The main obligations of a condo board are maintaining the structural health of the property and financial health of the corporation. Both are related and often in conflict since maintaining structural health requires money.
Directors should have a general understanding of external building systems so they can think critically about their building, evaluate advice from consultants and make good decisions.
The exterior of a building is comprised of the roof, walls, balconies, terraces, retaining walls, fences, windows, doors, sidewalks, driveways, garage and parking lot. Each system is affected by design, physical composition, age and location.
Roof and walls of a building, its façade, provide structural integrity. They create a waterproof envelope that determines energy efficiency and protects against the elements. The façade includes windows, gutters and other features working together to facilitate energy efficiency and protection against water infiltration.

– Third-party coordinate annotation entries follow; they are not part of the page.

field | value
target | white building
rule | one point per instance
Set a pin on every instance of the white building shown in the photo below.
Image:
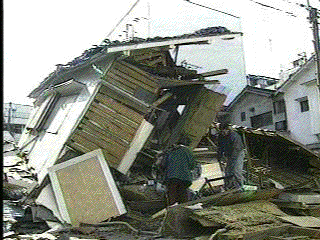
(302, 99)
(257, 108)
(15, 117)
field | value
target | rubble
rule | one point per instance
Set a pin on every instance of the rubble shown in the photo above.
(87, 154)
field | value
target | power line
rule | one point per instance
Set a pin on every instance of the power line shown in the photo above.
(274, 8)
(211, 8)
(133, 6)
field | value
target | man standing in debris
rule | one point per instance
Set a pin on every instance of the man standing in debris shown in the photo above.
(231, 147)
(177, 164)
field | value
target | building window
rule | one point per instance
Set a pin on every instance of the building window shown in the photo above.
(262, 120)
(243, 116)
(279, 107)
(304, 106)
(282, 125)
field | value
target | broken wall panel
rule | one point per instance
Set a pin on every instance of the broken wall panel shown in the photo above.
(115, 124)
(132, 79)
(202, 113)
(85, 189)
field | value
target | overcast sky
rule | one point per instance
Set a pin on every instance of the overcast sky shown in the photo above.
(40, 34)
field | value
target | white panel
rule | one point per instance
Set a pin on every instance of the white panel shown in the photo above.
(60, 113)
(136, 145)
(85, 189)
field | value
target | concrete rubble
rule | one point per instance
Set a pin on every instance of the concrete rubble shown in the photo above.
(93, 176)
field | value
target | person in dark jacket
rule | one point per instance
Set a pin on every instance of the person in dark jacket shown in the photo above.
(177, 164)
(231, 147)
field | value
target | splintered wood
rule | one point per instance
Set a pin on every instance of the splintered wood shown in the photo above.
(244, 217)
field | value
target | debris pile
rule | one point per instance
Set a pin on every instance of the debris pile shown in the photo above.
(100, 125)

Paved areas including walkways and sidewalks, along with landscaped and grass areas, should angle away from building structures to prevent water damage that can compromise structural integrity. Walking areas should be well maintained to help prevent tripping hazards which can cause injury and be a liability issue for the corporation. Repairing cracks and potholes on surfaces is necessary to ensure proper drainage and prevent water from going to where it can cause damage.
Any area connecting a building to the outside should receive regular attention to maintain structural integrity. This includes doors, windows and balconies. Doors and balcony railings must remain safe with proper waterproofing and routing of water runoff to prevent leaks and structural deterioration. Windows and doors should be maintained to prevent drafts and water infiltration. These measures help reduce rust, corrosion, mould and structural damage.
There is a delicate balance between a corporation’s financial health and physical health of the property. Boards focused on cost control while ignoring deterioration, delaying repairs and maintenance can anticipate sudden and unexpected “emergency” expenses for which they are unprepared. The consequence is some combination of special assessment or loan to pay for these “emergency” expenses.
Boards should be as vigilant about the physical condition of their community as they are about its financial health. Yet construction, maintenance and upkeep are complicated to understand. Experts are needed to advise on what must be done to maintain building infrastructure.